Ingestion is an injection surface. expand and research write web-derived content into a corpus that future agents consume. This makes the corpus a potential prompt-injection vector that can, in principle, amplify across maintenance runs. Path confinement and capability scoping bound the blast radius of a single run, and the git history makes any injected change reviewable and revertible. For higher-stakes deployments, though, provenance tagging of web-sourced text and a human review gate before publication are warranted.

Single-instance evaluation. Our core latency, safety, and outcome measurements use one 19-page corpus. The retrieval generalization (Section 5.8) adds three unrelated domains, but a live end-to-end deployment at scale remains future work. The validation gate and launcher are O(pages) and O(1) respectively. The maintenance operations as written, though, re-read the full corpus per run, which will not scale to hundreds of pages. An incremental variant (operate only on pages changed since the last run) is necessary at scale and is straightforward given the existing per-operation stamp.

Trust in the trigger. Because the skill auto-runs a repository script on activation, GROOM should be installed from a trusted source; a malicious fork could turn consultation into code execution. We recommend running the trigger only from within the repository (rather than a user-level symlink) for untrusted corpora.

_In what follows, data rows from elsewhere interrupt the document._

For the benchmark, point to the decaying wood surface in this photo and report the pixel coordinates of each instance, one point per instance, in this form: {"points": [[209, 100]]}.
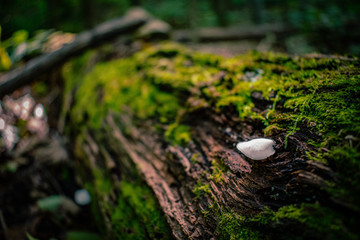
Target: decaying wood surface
{"points": [[88, 39], [247, 187]]}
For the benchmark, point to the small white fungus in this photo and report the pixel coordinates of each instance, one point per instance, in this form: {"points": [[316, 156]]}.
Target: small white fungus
{"points": [[257, 149], [2, 124], [82, 197]]}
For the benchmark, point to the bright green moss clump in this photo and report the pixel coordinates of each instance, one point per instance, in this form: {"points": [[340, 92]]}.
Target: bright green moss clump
{"points": [[315, 98]]}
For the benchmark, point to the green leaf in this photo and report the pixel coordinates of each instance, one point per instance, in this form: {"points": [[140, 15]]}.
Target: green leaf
{"points": [[51, 203], [30, 237]]}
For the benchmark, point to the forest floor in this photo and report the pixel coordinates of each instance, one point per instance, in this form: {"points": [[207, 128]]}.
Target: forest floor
{"points": [[39, 183]]}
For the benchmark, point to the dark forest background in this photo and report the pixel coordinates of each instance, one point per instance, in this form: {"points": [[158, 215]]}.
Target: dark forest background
{"points": [[330, 25]]}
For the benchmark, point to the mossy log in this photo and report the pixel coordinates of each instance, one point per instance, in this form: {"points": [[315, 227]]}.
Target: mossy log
{"points": [[154, 136]]}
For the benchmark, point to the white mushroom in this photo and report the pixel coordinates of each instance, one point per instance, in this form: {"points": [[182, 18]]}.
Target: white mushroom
{"points": [[257, 149]]}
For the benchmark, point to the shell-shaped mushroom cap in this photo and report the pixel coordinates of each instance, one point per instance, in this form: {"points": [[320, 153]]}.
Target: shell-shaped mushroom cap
{"points": [[257, 149]]}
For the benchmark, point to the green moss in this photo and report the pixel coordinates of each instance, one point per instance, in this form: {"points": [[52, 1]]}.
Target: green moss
{"points": [[320, 222], [137, 215], [319, 98], [178, 134]]}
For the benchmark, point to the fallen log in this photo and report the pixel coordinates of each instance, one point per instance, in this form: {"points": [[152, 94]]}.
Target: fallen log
{"points": [[88, 39], [231, 33], [155, 139]]}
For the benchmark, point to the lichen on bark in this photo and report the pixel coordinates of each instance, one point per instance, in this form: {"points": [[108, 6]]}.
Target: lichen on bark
{"points": [[179, 113]]}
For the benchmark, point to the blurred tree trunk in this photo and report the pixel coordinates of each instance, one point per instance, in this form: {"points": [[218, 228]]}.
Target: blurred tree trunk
{"points": [[220, 8]]}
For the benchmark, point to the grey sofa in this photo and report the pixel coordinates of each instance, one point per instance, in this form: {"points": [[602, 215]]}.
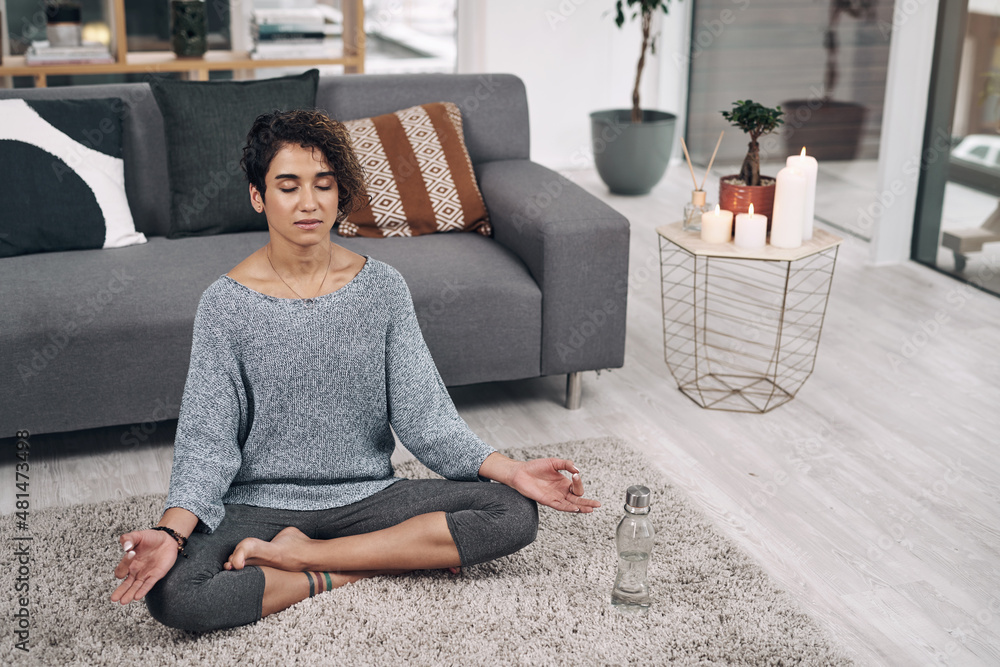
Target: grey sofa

Threats to validity. Our timings are from a single machine and are load-sensitive (we report medians with spread, and observed the validator's per-page cost range from 34 to 70 µs under load). Absolute numbers will differ across hardware, though the linear scaling and the order-of-magnitude gap against an LLM run are robust. The fault-injection harness evaluates the gate predicate transcribed from the production runner rather than the runner driving a live model, so it certifies the gate and recovery logic, not the agent that precedes them—faithful for the recovery claim, but a construct boundary we state plainly. The outcome study uses three runs per condition over seven questions on one corpus. The effect is large and clean, but it establishes that staleness propagates to a faithful consuming agent, not the end-to-end lift of consumption-triggered over scheduled maintenance. And the canary set is small and author-curated, so the ablation measures coverage of those load-bearing facts, not of all of them.

7  Conclusion

Agent knowledge bases rot, and the maintenance that would prevent it is deferred forever because it is nobody's immediate concern. GROOM removes the need for anyone to remember. It makes consultation the trigger, so the corpus is maintained in proportion to how much it is used, and it makes that maintenance safe under autonomy by checkpointing every operation behind a deterministic gate. The result is a knowledge base maintained as a side effect of being read, with no latency on the read path and every autonomous edit checkpointed and reversible. The honest open problem is semantic correctness: structural gates cannot tell that a true page became a false one. We narrow this problem with fact-level canaries but do not close it. The natural next step is a live, end-to-end demonstration that consumption-triggered maintenance beats a schedule on a real agent task; our simulation predicts it will, under skewed access. We release GROOM as a content-agnostic pipeline so that any agent-consumed corpus can adopt the same discipline.

Availability. GROOM is open source; the implementation, the validator, the fault-injection harness, and the harness-engineering corpus that serves as its first instance are available at github.com/beconfident-ai/groom.